Long term soil pH change in rainfed cropping systems: is acidification systemic?

Authors: Liebig, Mark; REEVES, JUSTIN - Colorado State University; Osborne, Shannon; Riedell, Walter; Schmer, Marty; Jin, Virginia; Sainju, Upendra

Submitted to: Proceedings of Great Plains Soil Fertility Conference
Publication Type: Proceedings
Publication Acceptance Date: 1/3/2018
Publication Date: 3/6/2018
Citation: Liebig, M.A., Reeves, J.L., Osborne, S.L., Riedell, W.E., Schmer, M.R., Jin, V.L., Sainju, U.M. 2018. Long term soil pH change in rainfed cropping systems: is acidification systemic?. Proceedings of Great Plains Soil Fertility Conference. Vol. 17/pp. 210-214.

Interpretive Summary: Previous evaluations throughout the Great Plains suggest elevated N rates and/or use of no-tillage contributes to soil acidification in rainfed cropping systems. Soil pH responses to other management variables, such as cropping system diversity, have received less attention. Additionally, no multi-site evaluation of soil pH change under rainfed cropping has been conducted in the region. To address this need, soil pH change was determined under common rotations, management practices, and non-limed conditions throughout the northern Great Plains and western/northern Corn Belt. Data was compiled from seven long-term cropping system experiments at four sites (Sidney, MT, Mandan, ND, Brookings, SD, and Lincoln, NE), and soil pH change was measured over periods of 11 to 30 years for near-surface depths. Decreases in soil pH were observed at Sidney, Mandan, and Lincoln, whereas pH increased at Brookings. Soil pH decreases were greatest under monoculture cereal cropping, intermediate in rotations without legumes, and least in rotations including legumes. Findings from this evaluation suggest soil pH dynamics are site- and management-specific. Recommendations to ensure optimal soil pH ranges for effective herbicide use, continued micronutrient availability, and efficient nutrient cycling should be tailored accordingly.

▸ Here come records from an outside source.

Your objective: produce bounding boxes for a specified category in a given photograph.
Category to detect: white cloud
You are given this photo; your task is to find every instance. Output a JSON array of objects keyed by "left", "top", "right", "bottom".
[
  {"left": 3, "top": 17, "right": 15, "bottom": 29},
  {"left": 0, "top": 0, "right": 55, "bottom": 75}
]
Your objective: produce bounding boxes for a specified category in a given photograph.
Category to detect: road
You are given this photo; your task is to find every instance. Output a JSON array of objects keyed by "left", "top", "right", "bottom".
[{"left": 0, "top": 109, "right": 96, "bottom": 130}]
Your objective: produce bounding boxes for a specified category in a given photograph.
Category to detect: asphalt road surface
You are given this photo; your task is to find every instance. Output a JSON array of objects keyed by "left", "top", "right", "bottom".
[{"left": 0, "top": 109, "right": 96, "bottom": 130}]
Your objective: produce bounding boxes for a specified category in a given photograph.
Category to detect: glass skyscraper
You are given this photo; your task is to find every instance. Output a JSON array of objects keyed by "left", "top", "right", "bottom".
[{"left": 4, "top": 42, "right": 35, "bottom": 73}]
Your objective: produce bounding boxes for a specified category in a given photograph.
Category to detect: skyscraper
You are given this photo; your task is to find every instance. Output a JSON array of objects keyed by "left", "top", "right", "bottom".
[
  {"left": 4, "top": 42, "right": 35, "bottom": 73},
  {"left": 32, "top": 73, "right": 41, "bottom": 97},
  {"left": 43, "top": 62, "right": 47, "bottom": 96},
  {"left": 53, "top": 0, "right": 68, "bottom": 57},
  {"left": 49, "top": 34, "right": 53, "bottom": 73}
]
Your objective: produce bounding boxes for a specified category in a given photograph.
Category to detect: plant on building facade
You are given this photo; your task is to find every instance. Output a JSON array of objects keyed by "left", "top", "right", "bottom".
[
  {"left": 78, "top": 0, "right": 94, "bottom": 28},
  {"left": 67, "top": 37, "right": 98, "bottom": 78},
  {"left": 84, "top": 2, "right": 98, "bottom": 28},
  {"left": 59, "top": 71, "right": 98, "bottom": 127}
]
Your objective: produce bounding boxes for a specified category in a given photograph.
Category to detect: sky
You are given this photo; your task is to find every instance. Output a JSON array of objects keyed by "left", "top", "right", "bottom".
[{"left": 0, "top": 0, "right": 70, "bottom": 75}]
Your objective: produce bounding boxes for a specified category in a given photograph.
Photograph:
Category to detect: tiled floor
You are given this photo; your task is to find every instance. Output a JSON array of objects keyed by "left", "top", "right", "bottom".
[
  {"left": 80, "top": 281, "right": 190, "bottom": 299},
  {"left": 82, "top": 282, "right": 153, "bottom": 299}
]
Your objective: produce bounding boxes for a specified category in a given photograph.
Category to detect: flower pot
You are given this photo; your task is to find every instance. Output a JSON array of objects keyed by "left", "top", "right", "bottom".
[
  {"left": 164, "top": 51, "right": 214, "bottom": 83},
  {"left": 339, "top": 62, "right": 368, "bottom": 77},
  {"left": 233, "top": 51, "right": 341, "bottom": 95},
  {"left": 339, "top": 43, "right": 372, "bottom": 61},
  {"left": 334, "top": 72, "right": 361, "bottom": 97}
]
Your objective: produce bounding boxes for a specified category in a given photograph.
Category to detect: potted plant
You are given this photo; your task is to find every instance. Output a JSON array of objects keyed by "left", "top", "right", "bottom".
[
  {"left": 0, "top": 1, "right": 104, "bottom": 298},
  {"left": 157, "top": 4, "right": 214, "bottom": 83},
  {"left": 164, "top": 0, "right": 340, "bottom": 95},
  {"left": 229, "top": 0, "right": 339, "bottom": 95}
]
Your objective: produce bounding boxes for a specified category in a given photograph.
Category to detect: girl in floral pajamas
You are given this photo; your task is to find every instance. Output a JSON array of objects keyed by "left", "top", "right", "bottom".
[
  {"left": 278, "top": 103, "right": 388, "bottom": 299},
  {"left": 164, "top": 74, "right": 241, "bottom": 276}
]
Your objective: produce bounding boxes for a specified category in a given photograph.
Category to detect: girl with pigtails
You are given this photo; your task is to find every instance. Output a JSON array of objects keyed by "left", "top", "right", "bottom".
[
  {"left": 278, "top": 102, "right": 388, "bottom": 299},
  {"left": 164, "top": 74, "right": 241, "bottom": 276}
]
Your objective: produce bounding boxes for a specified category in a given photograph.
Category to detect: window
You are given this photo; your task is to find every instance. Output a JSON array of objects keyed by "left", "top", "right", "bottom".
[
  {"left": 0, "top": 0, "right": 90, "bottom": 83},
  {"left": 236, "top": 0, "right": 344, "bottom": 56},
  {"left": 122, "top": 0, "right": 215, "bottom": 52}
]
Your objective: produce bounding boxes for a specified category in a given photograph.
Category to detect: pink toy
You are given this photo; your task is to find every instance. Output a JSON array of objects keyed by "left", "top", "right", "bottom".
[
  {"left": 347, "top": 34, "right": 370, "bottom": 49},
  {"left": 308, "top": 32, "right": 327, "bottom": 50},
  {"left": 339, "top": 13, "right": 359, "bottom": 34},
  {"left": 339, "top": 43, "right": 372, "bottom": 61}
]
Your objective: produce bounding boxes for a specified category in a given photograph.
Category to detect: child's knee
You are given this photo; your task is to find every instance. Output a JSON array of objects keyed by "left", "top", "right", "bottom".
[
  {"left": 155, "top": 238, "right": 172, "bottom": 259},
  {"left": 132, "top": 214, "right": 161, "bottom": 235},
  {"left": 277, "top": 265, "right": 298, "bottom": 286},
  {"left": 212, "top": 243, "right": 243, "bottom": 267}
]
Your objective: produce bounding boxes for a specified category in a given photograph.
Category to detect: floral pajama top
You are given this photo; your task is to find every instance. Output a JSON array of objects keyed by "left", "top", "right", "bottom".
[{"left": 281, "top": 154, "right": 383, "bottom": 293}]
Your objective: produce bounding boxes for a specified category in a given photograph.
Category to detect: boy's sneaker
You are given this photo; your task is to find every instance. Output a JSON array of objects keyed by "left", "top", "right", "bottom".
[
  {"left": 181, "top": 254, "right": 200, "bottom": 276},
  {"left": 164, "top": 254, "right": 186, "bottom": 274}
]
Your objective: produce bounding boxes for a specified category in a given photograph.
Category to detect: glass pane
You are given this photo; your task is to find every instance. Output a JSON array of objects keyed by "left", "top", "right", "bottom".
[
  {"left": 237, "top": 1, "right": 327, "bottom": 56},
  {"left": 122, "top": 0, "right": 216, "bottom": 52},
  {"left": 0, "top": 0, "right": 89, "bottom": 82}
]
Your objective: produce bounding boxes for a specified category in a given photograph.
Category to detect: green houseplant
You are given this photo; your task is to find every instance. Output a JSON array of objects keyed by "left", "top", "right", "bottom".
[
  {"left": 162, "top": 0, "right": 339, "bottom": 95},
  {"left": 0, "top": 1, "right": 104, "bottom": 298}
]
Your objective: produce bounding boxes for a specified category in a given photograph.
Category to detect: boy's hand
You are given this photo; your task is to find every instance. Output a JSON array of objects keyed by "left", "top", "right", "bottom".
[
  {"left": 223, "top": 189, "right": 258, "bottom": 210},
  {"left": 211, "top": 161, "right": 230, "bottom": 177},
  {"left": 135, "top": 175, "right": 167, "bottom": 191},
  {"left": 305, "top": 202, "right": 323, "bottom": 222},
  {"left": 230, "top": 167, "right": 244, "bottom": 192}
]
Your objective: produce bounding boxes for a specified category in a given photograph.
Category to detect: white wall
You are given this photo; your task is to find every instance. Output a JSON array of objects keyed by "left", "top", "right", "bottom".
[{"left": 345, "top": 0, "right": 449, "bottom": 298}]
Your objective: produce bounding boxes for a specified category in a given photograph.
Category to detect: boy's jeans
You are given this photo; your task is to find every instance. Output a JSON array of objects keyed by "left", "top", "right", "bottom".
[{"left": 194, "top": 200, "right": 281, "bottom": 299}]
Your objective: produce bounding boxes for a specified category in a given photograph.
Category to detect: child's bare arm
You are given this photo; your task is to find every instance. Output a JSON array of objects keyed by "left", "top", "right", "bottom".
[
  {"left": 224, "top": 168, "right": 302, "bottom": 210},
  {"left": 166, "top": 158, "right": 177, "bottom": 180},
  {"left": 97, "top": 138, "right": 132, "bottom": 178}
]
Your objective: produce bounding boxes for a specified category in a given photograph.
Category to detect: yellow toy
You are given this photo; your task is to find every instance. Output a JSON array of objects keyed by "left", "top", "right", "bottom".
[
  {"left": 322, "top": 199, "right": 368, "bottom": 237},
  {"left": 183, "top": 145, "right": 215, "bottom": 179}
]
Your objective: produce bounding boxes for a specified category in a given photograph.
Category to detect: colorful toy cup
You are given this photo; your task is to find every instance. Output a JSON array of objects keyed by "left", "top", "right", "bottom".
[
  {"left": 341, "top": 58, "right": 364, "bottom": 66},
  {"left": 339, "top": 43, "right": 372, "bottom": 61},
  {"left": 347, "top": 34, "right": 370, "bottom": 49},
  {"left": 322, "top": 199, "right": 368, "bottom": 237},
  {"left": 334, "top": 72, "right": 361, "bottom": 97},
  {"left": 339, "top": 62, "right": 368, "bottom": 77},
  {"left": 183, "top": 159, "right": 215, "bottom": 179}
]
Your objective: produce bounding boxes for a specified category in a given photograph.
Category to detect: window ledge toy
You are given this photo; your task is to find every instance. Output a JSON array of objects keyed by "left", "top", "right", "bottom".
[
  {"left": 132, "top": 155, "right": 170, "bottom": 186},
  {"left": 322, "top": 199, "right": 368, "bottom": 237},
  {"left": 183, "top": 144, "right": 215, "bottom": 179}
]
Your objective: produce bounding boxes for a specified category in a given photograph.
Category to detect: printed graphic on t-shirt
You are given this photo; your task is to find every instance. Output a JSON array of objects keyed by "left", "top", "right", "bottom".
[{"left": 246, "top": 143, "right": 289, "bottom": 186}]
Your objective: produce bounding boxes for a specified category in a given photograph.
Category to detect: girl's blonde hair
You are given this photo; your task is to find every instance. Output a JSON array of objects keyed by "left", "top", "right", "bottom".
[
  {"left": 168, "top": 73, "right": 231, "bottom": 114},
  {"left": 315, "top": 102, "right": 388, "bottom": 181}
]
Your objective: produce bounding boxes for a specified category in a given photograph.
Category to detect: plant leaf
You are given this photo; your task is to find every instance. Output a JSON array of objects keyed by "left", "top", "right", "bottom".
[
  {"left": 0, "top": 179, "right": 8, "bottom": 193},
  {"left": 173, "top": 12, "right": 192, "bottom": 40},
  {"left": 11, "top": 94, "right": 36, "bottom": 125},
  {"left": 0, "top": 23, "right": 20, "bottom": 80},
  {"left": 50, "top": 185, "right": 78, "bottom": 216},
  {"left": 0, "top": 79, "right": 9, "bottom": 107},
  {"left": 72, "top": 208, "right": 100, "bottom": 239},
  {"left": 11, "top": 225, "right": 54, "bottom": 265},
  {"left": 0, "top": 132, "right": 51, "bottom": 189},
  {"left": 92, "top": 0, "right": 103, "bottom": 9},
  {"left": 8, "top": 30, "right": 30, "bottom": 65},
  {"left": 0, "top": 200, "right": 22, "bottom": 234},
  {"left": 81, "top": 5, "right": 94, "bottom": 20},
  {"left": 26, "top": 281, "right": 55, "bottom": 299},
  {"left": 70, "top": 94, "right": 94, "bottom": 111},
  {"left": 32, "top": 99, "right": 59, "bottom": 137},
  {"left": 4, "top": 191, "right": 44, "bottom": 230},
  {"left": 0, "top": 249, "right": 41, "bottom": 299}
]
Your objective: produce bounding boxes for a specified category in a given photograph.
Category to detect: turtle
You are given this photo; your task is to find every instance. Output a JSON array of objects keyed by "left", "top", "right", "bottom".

Technical Abstract: Many soils throughout the northern Great Plains developed from deep, moderately-weathered glacial and loess deposits under prairie vegetation. Soils of this type are typically neutral to slightly acidic in near-surface depths, and slightly to strongly alkaline in subsoil depths, with high buffer capacity throughout the profile. Decades of cropping in this region has altered the chemical composition of these soils, and the potential for soil acidification, in particular, has increased due to reliance on ammonium-based fertilizers and cumulative effects of biomass export. We sought to determine the extent of soil pH change under common rotations, management practices, and non-limed conditions throughout the northern Great Plains and western/northern Corn Belt. Using data from seven long-term cropping system experiments near Sidney, MT, Mandan, ND, Brookings, SD, and Lincoln, NE, soil pH change was quantified over periods of 11 to 30 yr for near-surface depths. Decreases in soil pH were observed at Sidney, Mandan, and Lincoln, whereas pH increased at Brookings. In treatments where soil pH decreased, final values fell within very strongly- to moderately-acidic pH ranges (4.5 to 6.0). Where pH increased, changes were small (+0.1 pH units) and were still within a slightly acidic range (6.1 to 6.5). Soil pH decreases were greatest under monoculture cereal cropping (-1.31 pH units), intermediate in rotations without legumes (-0.97 pH units), and least in rotations including legumes (-0.53 pH units). Soil acidification differences among crop rotation types were likely driven by total N load from applied fertilizer. Findings from this evaluation suggest soil pH dynamics are site and management-specific.